Handlungsformen der Verwaltung E4 Flashcards
Warum unterscheiden wir Handlungsformen?
- Bestandsaufnahme:
– Hoheitliches und nichthoheitliches Verwaltungshandeln
– hoheitlich: Verordnung, Bescheid, AuvBZ, schlicht-hoheitliches Handeln
– nichthoheitlich: Verwaltung handelt wie ein Privater, zB kauft PCs - Unterschiedliche Einsatzgebiete
– V: regelt Rechtsverhältnisse eines generell-abstrakten Adressatenkreises
– B: regelt nach einem Verfahren individuell-konkrete Rechtsverhältnisse
– AuvBZ: ermöglicht schnelles Eingreifen bei Gefahr im Verzug
– schlicht-hoheitliches Handeln: umgibt Hoheitsakte
– nichthoheitliches Handeln: ermöglicht konsensuales Vorgehen etc - Unterschiedliche Erzeugungsbedingungen
– ist eine gesetzliche Ermächtigung erforderlich?

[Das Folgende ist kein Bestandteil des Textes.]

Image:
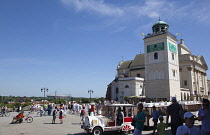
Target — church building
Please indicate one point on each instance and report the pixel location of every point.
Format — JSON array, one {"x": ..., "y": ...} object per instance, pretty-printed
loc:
[{"x": 166, "y": 69}]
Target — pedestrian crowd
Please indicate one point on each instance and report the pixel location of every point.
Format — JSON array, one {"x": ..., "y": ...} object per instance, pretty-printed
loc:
[{"x": 181, "y": 121}]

– muss dem Rechtsakt ein förmliches Verfahren vorangehen?
– muss der Rechtsakt, um wirksam zu werden, Adressat*innen förmlich
bekanntgemacht werden? - Unterschiedliche Vernichtungs- bzw Rechtsschutzbedingungen
– kann die Behörde den Rechtsakt jederzeit rückgängig machen oder ist
sie an einmal gesetzte Rechtsakte gebunden?
– (wie) können die Bürger*innen den Rechtsakt bekämpfen?
Hoheitliches Verwaltungshandeln
a) Verordnung/ BEgriff
Verordnung / Begriff
– eine generell-abstrakte Norm
– einer Verwaltungsbehörde,
– die sich an die Bürger*innen (dh nach außen) richtet,
– und daher kundgemacht werden muss.
(Die irreführend sog „Verwaltungsverordnung“ ist
– eine generell-abstrakte Norm
– einer Verwaltungsbehörde,
– die sich nur an Organwalter *innen (also nach innen) richtet;
– wie sie mitgeteilt wird, bestimmt die Verwaltungsbehörde.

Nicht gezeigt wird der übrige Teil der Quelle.